Why each option matters

Answer the question above first, then reveal the full breakdown to understand why each option is right or wrong.

Correct answer & explanation

Deny traffic from the internal host to the external IP.

Option D is correct because it creates a specific deny rule that matches only the source IP of the internal host and the destination IP of the command-and-control server, blocking that exact traffic flow while allowing all other traffic to and from both hosts. This is the most precise and least disruptive approach, adhering to the principle of least privilege in firewall rule design.

Key principle: Answer the scenario, not the keyword: identify the specific constraint before choosing the most familiar-sounding option.

Answer analysis

Option-by-option breakdown

For each option: why learners choose it and why it is or isn't the right answer here.

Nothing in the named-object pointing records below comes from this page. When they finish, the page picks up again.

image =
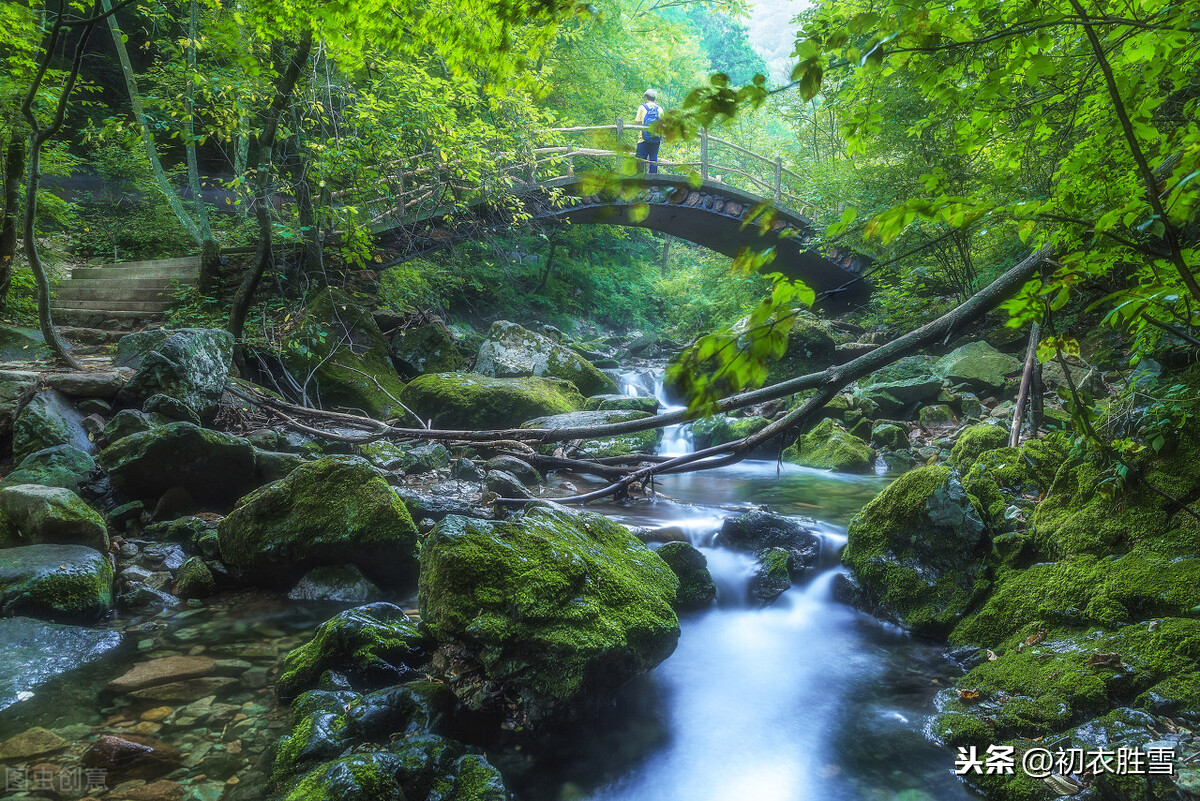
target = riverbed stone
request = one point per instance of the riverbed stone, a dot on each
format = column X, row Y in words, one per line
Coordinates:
column 189, row 365
column 473, row 402
column 690, row 566
column 53, row 582
column 829, row 446
column 510, row 350
column 427, row 348
column 48, row 420
column 213, row 467
column 330, row 511
column 561, row 638
column 757, row 530
column 60, row 465
column 53, row 515
column 977, row 365
column 373, row 645
column 918, row 550
column 340, row 344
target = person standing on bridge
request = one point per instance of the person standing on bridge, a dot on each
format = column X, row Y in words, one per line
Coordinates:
column 648, row 146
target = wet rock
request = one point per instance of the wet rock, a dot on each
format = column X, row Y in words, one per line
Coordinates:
column 46, row 421
column 61, row 583
column 375, row 645
column 467, row 401
column 195, row 579
column 213, row 467
column 36, row 651
column 510, row 350
column 16, row 389
column 331, row 511
column 30, row 744
column 340, row 345
column 977, row 365
column 757, row 530
column 772, row 577
column 595, row 612
column 918, row 550
column 189, row 365
column 831, row 447
column 425, row 349
column 341, row 583
column 163, row 670
column 525, row 471
column 696, row 586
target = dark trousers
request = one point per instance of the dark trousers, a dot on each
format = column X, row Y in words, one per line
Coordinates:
column 648, row 151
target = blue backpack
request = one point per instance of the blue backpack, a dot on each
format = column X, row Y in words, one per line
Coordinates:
column 652, row 115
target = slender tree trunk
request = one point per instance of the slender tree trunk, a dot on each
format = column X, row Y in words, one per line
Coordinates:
column 261, row 166
column 13, row 170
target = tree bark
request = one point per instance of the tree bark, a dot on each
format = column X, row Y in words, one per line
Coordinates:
column 261, row 164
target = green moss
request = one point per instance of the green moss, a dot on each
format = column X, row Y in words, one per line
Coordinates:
column 915, row 549
column 558, row 609
column 832, row 447
column 973, row 441
column 371, row 640
column 474, row 402
column 331, row 511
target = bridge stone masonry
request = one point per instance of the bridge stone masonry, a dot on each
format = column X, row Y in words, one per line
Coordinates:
column 699, row 206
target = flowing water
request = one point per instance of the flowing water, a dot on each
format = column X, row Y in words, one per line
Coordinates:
column 804, row 700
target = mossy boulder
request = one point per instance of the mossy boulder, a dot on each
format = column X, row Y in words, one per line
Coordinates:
column 973, row 441
column 331, row 511
column 48, row 420
column 213, row 467
column 189, row 365
column 340, row 345
column 616, row 445
column 53, row 515
column 423, row 349
column 557, row 609
column 473, row 402
column 918, row 552
column 720, row 429
column 977, row 365
column 373, row 645
column 510, row 350
column 60, row 583
column 60, row 465
column 831, row 447
column 696, row 586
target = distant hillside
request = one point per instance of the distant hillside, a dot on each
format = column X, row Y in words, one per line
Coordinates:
column 773, row 34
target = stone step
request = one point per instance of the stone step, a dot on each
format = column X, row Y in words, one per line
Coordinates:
column 117, row 294
column 154, row 307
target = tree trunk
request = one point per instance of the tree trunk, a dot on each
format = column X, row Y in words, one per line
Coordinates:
column 261, row 166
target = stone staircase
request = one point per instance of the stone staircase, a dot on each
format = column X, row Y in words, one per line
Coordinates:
column 121, row 295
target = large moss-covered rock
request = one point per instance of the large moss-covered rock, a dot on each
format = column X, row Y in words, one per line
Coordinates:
column 340, row 345
column 61, row 465
column 831, row 447
column 425, row 349
column 53, row 515
column 373, row 645
column 616, row 445
column 696, row 585
column 46, row 421
column 473, row 402
column 918, row 550
column 189, row 365
column 510, row 350
column 977, row 365
column 557, row 609
column 63, row 583
column 331, row 511
column 213, row 467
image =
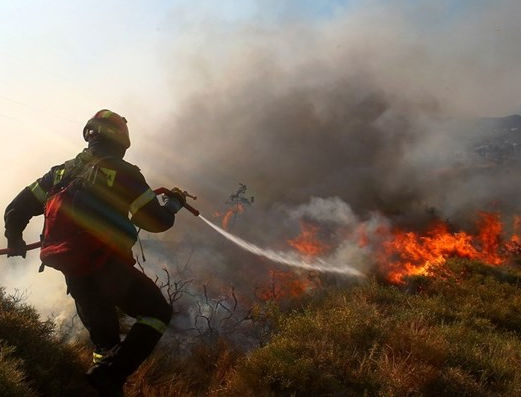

  • Deny all traffic from the internal host.

    Why it's wrong here

    This would block all communication from the host.

  • Deny all traffic to the external IP.

    Why it's wrong here

    This would block all systems from accessing that IP.

  • Deny traffic on the specific port used.

    Why it's wrong here

    This would block that port for all traffic, potentially affecting legitimate communication.

  • Deny traffic from the internal host to the external IP.

    Why this is correct

    This provides a targeted block without affecting other traffic.

    Related concept

    Read the scenario before looking for a memorised answer.

Common exam traps

Common exam trap: answer the scenario, not the keyword

The trap here is that candidates often choose a broad deny rule (like denying all traffic to the external IP) because they focus on the malicious destination, forgetting that such a rule would block all traffic to that IP from any source, potentially impacting other hosts or services.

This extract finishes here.